Coco x Love With Stranger
Published by New Byzantium
Soft cover, 6 x 8.24, 144 pp. Offset, 16 color ills., 16 2-color ills., 112 b&w ills.
Coco x Love With Stranger, a new publication by Los Angeles-based artist Margaret Haines, is one in a series of ‘trailers’ for her forthcoming feature-length film Coco (fall 2012). Previous ‘trailers’ have included a performance at Los Angeles Contemporary Exhibitions (LACE), a sound installation at the Cirrus Gallery, and a sculptural presentation at Commonwealth and Council Gallery in Los Angeles.
Coco x Love With Stranger explores different tropes of female identity - mixing personas, identities, some parafictional, some actual. Based on the narrative structure of Don Quixote, the book revolves around three female protagonists—Coco, a character that appears in Haines’ forthcoming film; Los Angeles artist and cult figure, Cameron (1922-1995), famed for her role in Kenneth Anger’s Inauguration of the Pleasure Dome; and Haines’s own ruminations.
Like Don Quixote, the film drifts betwixt and between states of consciousness and madness. Played by four actresses ranging in age from 3 to 40, Coco battles her own delusions of achieving fame as a pop star. As a character both hysterical and visionary, her delusions reveal radical realizations about the world and the construction of the self. The book presents a visual mash up of Coco’s inner compulsions and obsessions through film stills, collages of props, and photographs of the actresses who interpret on her scripts. Throughout making the film, Haines held varying degrees of closeness with the actresses, including acting as an on-call babysitter for the youngest ‘Coco.’ These relationships are presented in the book and insert the artist as a quasi-actress, collaborator and character.

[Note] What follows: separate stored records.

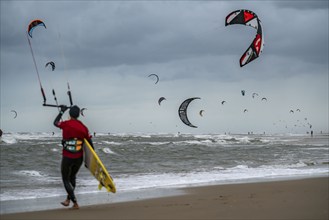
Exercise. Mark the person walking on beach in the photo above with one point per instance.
(73, 132)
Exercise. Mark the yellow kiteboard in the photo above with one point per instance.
(97, 169)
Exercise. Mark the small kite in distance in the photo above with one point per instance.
(52, 65)
(182, 112)
(254, 94)
(161, 99)
(248, 18)
(33, 24)
(81, 111)
(155, 75)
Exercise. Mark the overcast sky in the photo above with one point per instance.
(107, 49)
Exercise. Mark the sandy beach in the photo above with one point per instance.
(289, 199)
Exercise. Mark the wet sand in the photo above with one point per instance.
(289, 199)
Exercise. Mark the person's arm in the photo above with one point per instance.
(59, 116)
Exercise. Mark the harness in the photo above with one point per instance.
(72, 145)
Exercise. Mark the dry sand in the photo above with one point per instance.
(291, 199)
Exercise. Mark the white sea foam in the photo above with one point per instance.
(108, 150)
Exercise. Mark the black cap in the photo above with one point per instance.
(74, 111)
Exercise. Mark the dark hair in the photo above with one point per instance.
(74, 111)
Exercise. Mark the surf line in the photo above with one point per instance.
(41, 87)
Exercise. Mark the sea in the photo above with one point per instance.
(152, 165)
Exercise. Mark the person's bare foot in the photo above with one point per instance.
(66, 202)
(75, 206)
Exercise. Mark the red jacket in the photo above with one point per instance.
(73, 129)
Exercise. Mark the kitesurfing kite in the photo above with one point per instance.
(248, 18)
(52, 65)
(14, 113)
(182, 112)
(157, 77)
(33, 24)
(81, 111)
(161, 99)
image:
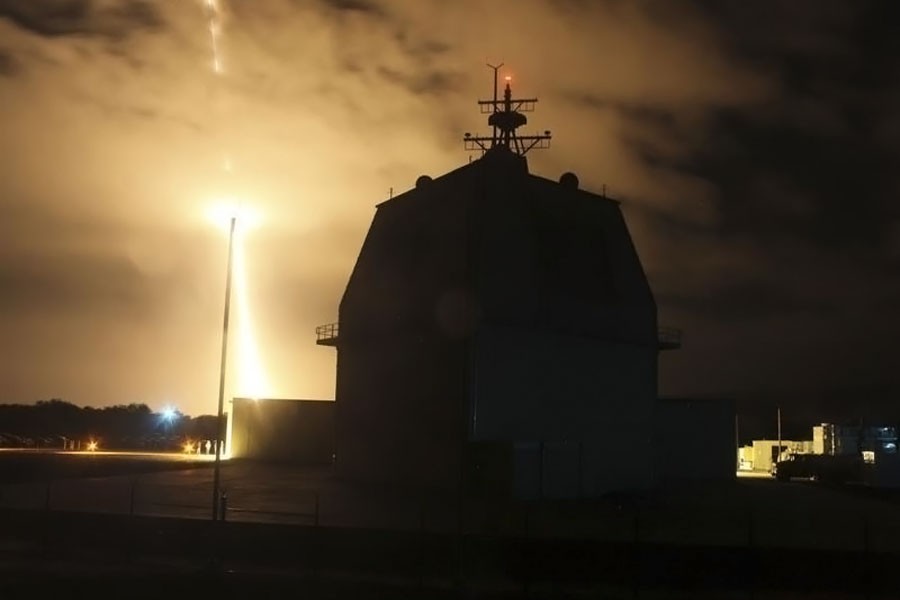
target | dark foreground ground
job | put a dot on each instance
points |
(304, 533)
(94, 556)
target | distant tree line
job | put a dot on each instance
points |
(59, 424)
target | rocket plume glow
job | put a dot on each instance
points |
(250, 379)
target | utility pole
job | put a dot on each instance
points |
(218, 463)
(779, 435)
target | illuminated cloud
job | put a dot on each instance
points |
(755, 175)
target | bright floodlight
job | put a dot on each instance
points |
(221, 211)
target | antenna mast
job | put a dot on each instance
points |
(505, 117)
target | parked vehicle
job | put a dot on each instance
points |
(821, 467)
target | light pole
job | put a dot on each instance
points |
(218, 463)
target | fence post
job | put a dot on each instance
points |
(636, 552)
(421, 561)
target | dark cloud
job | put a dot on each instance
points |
(53, 18)
(749, 301)
(428, 82)
(356, 6)
(74, 284)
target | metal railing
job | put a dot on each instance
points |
(327, 333)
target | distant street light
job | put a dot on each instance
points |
(219, 415)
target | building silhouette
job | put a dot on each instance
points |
(498, 333)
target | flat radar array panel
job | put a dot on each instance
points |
(505, 117)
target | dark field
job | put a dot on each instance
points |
(35, 465)
(292, 530)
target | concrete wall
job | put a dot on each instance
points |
(694, 439)
(298, 431)
(559, 390)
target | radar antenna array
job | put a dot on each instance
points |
(505, 117)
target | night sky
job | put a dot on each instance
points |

Haines’s identity of raconteur/protagonist develops further with a diary-style essay about Cameron titled “Love with Stranger.” This essay presents an alternative to the hysteric girl-culture of Coco by introducing Cameron— a figure fully cognizant and in control of her own female identity, and whose own practice explored techniques of imitation and subversion. Following a trail of archival research on the life of Cameron, the artist eventually meets Beat poet Aya Tarlow, once Cameron’s confidante. This encounter leads to the re-discovery of a text Aya gave Cameron in the 1950s, and which Cameron later read on the radio in the 1970s, in an attempt to “free women.”
Coco x Love With Stranger is a 144 page soft-cover perfect-bound book published by New Byzantium in an edition of 500. Printed on newsprint in color and black and white, its format references 1980s t(w)eenage pulp novels. The film and its soundtrack (composed by artist Patrick Dyer) will be released in Spring 2013, on a usb silicone necklace made in collaboration with designer Arielle de Pinto.